Wichtig zu wissen: Millionen von Hektaren Traurigkeit

Nr. 22 –

Ruedi Widmer über leere Zukunftsträume

Deutschland war vor dem Ersten und dem Zweiten Weltkrieg ein Land mit einer sehr jungen und grossen Bevölkerung, ebenso einer der technologisch und wissenschaftlich führenden Staaten Europas. Die Nazis konnten darauf bauen. Sie versprachen der der Partei genehmen Volksgruppe eine gloriose Zukunft

Ähnlich die Sowjetunion, selbst unter Stalin. Neben Mord und Totschlag gab es ein Bild einer hellen Zukunft: Fabriken, Frauenförderung, Forschung und fliessend Wasser in allen Plattenbauten (angestrebt).

Nicht so Putins Russland. Dieses strahlt die Morbidität eines Ostblockstaats im Jahr 1988 aus – oder eines Landstreifens in Thüringen mit AfD-Bürgermeistern. Eine Welt voller alter Menschen, Gebrechen, Alkohol, keinen Kühlschränken, keinem Gesundheitswesen und keinen Zukunftsplänen. Die jungen Menschen sind desillusioniert, sie wollen nicht in den Krieg ziehen wie damals die begeisterten Nazis. Die wenigen Putin-Fans unter ihnen glauben so wenig an ein blühendes Russland wie die Sylter Grölelite an ein Deutschland jenseits ihres Mercedes-Verbrenners.

Russland – Millionen Hektaren Traurigkeit und Angst. Mit bösen Kirchengreisen. Wo ist da der Gewinn, wo die Soft Power, nur schon der geile Lada-Turbo-SUV für den Krimgröler? Ja, Russland ist eben anders, nicht so oberflächlich wie Amerika, höre ich rufen. Ja, aber, höre ich mich selber rufen, die Menschen in China, die bekommen neben der Vollüberwachung wenigstens Gadgets von der Regierung, Hochgeschwindigkeitszüge, Handys, Universitäten, Mode, Rolltreppen, Kühlschränke.
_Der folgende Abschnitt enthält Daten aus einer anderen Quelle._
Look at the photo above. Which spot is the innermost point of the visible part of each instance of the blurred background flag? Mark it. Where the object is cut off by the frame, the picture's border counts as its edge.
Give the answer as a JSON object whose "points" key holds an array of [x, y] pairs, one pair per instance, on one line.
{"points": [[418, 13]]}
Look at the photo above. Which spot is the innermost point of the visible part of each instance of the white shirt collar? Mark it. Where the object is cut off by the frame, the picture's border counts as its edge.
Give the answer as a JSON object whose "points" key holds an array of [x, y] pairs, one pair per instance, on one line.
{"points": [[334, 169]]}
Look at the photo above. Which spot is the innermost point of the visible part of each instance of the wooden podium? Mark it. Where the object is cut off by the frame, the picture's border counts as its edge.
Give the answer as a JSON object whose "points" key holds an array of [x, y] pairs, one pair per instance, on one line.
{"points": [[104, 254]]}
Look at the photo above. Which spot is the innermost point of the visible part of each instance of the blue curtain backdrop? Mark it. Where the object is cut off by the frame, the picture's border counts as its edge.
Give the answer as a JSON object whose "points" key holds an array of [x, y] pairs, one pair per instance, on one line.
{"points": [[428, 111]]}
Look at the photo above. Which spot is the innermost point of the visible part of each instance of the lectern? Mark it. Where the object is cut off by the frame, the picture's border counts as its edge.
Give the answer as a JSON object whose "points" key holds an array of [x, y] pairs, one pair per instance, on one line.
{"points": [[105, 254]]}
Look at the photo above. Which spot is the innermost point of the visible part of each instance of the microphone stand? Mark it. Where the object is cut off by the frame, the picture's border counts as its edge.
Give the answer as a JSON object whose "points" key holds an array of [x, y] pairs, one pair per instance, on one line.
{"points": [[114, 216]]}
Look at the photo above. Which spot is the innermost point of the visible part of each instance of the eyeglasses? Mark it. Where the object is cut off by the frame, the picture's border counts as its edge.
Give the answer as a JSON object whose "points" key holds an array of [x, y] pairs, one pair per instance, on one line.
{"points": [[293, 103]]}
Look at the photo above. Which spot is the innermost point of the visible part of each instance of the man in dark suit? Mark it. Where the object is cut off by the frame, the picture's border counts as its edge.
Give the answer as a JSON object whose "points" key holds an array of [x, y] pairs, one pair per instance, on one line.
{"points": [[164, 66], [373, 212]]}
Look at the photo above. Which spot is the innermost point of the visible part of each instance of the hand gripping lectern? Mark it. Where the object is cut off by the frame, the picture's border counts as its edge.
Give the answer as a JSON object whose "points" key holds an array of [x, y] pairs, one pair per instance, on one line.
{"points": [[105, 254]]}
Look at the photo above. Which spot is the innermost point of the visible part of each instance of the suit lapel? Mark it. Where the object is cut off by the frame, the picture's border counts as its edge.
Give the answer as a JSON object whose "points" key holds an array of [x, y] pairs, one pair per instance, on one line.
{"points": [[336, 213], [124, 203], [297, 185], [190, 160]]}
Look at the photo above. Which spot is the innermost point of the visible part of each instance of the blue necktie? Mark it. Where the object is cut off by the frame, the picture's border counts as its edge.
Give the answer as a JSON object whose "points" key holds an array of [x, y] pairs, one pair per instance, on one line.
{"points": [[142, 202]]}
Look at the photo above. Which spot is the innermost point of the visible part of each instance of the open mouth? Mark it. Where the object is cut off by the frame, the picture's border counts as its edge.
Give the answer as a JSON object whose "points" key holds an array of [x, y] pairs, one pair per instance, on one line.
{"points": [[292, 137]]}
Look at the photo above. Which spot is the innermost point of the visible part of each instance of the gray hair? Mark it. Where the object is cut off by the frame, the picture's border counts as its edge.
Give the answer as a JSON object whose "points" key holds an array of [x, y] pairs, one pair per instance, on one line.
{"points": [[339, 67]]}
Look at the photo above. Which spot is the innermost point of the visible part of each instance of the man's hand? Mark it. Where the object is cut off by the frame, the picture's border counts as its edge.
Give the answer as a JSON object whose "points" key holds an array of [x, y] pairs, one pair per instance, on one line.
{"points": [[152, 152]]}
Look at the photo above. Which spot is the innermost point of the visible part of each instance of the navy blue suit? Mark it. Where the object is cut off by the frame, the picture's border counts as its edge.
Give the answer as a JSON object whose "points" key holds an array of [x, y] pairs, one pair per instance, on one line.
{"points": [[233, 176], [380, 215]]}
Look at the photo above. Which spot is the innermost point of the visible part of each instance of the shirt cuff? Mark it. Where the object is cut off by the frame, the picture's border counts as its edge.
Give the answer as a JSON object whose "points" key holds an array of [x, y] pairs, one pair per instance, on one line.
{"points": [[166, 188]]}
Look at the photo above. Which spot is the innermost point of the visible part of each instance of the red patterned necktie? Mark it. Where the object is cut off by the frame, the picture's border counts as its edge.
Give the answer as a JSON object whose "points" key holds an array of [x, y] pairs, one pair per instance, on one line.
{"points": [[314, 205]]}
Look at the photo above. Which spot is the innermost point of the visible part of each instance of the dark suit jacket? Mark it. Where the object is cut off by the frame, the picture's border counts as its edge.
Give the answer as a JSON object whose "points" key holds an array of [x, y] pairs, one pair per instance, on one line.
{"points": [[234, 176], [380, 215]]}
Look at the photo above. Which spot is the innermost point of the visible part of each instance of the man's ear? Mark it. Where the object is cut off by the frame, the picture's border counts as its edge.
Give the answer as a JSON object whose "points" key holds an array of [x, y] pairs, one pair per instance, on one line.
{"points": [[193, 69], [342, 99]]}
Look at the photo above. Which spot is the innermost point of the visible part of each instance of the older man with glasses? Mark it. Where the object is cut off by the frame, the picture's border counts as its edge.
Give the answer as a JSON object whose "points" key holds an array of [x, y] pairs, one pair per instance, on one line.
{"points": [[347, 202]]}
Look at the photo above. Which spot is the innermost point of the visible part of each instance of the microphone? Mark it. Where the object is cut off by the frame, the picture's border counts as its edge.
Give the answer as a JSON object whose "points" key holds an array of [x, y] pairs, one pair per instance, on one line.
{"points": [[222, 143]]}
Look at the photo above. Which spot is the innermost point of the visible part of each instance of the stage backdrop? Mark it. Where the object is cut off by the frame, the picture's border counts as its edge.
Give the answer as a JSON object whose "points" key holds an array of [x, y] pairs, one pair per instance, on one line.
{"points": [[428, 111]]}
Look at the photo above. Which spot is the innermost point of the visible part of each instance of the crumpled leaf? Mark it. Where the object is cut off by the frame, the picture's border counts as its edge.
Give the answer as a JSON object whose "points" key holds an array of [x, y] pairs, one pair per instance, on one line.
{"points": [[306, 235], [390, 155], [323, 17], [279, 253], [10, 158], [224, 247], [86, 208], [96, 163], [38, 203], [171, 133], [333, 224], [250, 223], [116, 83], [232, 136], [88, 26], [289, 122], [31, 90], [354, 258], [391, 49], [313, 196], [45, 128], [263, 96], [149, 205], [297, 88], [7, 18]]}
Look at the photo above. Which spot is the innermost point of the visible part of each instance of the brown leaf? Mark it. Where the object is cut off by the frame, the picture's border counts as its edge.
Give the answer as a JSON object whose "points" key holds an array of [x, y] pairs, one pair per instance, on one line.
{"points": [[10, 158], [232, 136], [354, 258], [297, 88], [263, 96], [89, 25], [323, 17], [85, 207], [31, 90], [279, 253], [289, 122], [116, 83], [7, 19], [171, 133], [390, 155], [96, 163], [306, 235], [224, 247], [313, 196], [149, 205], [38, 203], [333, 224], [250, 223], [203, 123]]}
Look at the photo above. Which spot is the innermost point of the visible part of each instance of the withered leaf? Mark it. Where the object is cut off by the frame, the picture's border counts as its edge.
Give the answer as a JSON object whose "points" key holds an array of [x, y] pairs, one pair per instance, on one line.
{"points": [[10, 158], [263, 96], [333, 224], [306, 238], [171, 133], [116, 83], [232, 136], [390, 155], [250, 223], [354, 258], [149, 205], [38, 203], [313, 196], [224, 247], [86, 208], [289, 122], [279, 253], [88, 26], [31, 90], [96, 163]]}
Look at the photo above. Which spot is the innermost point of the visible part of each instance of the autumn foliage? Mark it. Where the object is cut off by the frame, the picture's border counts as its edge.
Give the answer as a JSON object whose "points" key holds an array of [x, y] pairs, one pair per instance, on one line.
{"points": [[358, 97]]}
Technologisch nutzt Russland immer noch die letzten Errungenschaften der Sowjetzeit, der Bestand an eigenen Wunderwaffen ist schwindend. Europa machen sie mit US-Computern kirre, das aber höchst effektiv.

Denn bei uns sind ganz viele Babyboomer von Putin begeistert; etwas, was ich wirklich nicht verstehen kann. Ein Viertel der Begeisterung nährt sich offensichtlich aus Langeweile, weil man die neoliberale Welt, in der man lebt und die man politisch selber herbeigestimmt hat, satt hat. Da sehnt man sich nach dem Fuchs, der in den Hühnerstall einbricht. Ein weiteres Viertel rührt von Putins Ablehnung von «Satan» her, also von demokratischen Rechten für Frauen und trans Personen.

Die restliche Hälfte der Begeisterung nährt sich aus der Ablehnung der USA. Die jüngere Politik der Schutzmacht Europas (die mir von den Weltmächten noch am nächsten steht) hat viel dazu beigetragen, dass Russland sich heute so gebärden kann – nicht wegen einer angeblichen Nato-Osterweiterung, sondern wegen des völkerrechtswidrigen US-Angriffskriegs auf den Irak, der die nicht ganz hoffnungslose Uno-Welt 2003 so gut wie zu Grabe trug. Das ungesühnte republikanische Ansinnen unter G. W. Bush, einem wohl absichtlich vergessenen Präsidenten, hatte aber auch viele Unterstützer:innen bei den Demokrat:innen. Da kann ich die USA-Skepsis verstehen.

Aber warum ist denn die Alternative für viele Rechte und auch Linke Russland, China oder das Kalifat und warum nicht Europa? Ein grosses Rätsel.

Die europäische Einigung hat uns Frieden und Prosperität gebracht. Europa wählt im Juni sein Parlament. Doch die EU-skeptischen Wohlständler:innen in Europa und vor allem der betriebsblinden Schweiz, denen immer noch nicht der Gong geschlagen hat, wohin die Welt rollt, drohen neben allem anderen auch noch Europa zu verlieren. Europas Faschist:innen glauben nämlich an Europa, und Meloni und Le Pen sind daran, die Richtung der EU in ihrem Sinne zu ändern und sie womöglich zu einer rechten, weissen Weltmacht zu formen. Die Strukturen in Brüssel sind da, frau kann sie auch für eine ganz andere Politik nutzen.

Die Strukturen wären da gewesen, wird man vielleicht eines Tages reuig sagen.

Ruedi Widmer ist Cartoonist und letzter Europäer in Winterthur.